While studying ecological patterns at large scales, ecologists are often unable to identify all collections, forcing them to either omit these unidentified records entirely, without knowing the effect of this, or pursue very costly and time-consuming efforts for identifying them. These "indets" may be of critical importance, but as yet, their impact on the reliability of ecological analyses is poorly known. We investigated the consequence of omitting the unidentified records and provide an explanation for the results. We used three large-scale independent datasets, (Guyana/ Suriname, French Guiana, Ecuador) each consisting of records having been identified to a valid species name (identified morpho-species - IMS) and a number of unidentified records (unidentified morpho-species - UMS). A subset was created for each dataset containing only the IMS, which was compared with the complete dataset containing all morpho-species (AMS: = IMS + UMS) for the following analyses: species diversity (Fisher's alpha), similarity of species composition, Mantel test and ordination (NMDS). In addition, we also simulated an even larger number of unidentified records for all three datasets and analyzed the agreement between similarities again with these simulated datasets. For all analyses, results were extremely similar when using the complete datasets or the truncated subsets. IMS predicted ≥91% of the variation in AMS in all tests/analyses. Even when simulating a larger fraction of UMS, IMS predicted the results for AMS rather well. Using only IMS also out-performed using higher taxon data (genus-level identification) for similarity analyses. Finding a high congruence for all analyses when using IMS rather than AMS suggests that patterns of similarity and composition are very robust. In other words, having a large number of unidentified species in a dataset may not affect our conclusions as much as is often thought.
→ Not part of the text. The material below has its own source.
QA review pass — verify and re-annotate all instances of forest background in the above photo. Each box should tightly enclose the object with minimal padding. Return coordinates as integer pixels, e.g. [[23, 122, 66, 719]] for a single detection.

在大规模研究生态模式时,生态学家常常无法识别所有的样本,这迫使他们要么完全忽略这些未识别的记录,却不知道这样做的影响,要么为识别这些记录付出极其昂贵且耗时的努力。这些“未识别样本”可能至关重要,但目前它们对生态分析可靠性的影响却鲜为人知。我们研究了忽略未识别记录的后果,并对结果作出了解释。我们使用了三个大规模独立数据集(圭亚那/苏里南、法属圭亚那、厄瓜多尔),每个数据集都包含已鉴定到有效物种名称的记录(已鉴定形态物种——IMS)和一些未识别记录(未识别形态物种——UMS)。为每个数据集创建了一个仅包含IMS的子集,将其与包含所有形态物种的完整数据集(AMS:= IMS + UMS)进行比较,以进行以下分析:物种多样性(费希尔阿尔法指数)、物种组成相似性、曼特尔检验和排序(非度量多维尺度分析)。此外,我们还为所有三个数据集模拟了更多数量的未识别记录,并再次分析这些模拟数据集之间相似性的一致性。对于所有分析,使用完整数据集或截短子集时结果极为相似。在所有测试/分析中,IMS预测了AMS中≥91%的变异。即使模拟更多比例的UMS,IMS对AMS结果的预测也相当不错。在相似性分析中,仅使用IMS也比使用更高级分类单元数据(属级鉴定)表现更好。使用IMS而非AMS时所有分析都具有高度一致性,这表明相似性和组成模式非常稳健。换句话说,数据集中存在大量未识别物种可能对我们结论的影响并不像通常认为的那么大。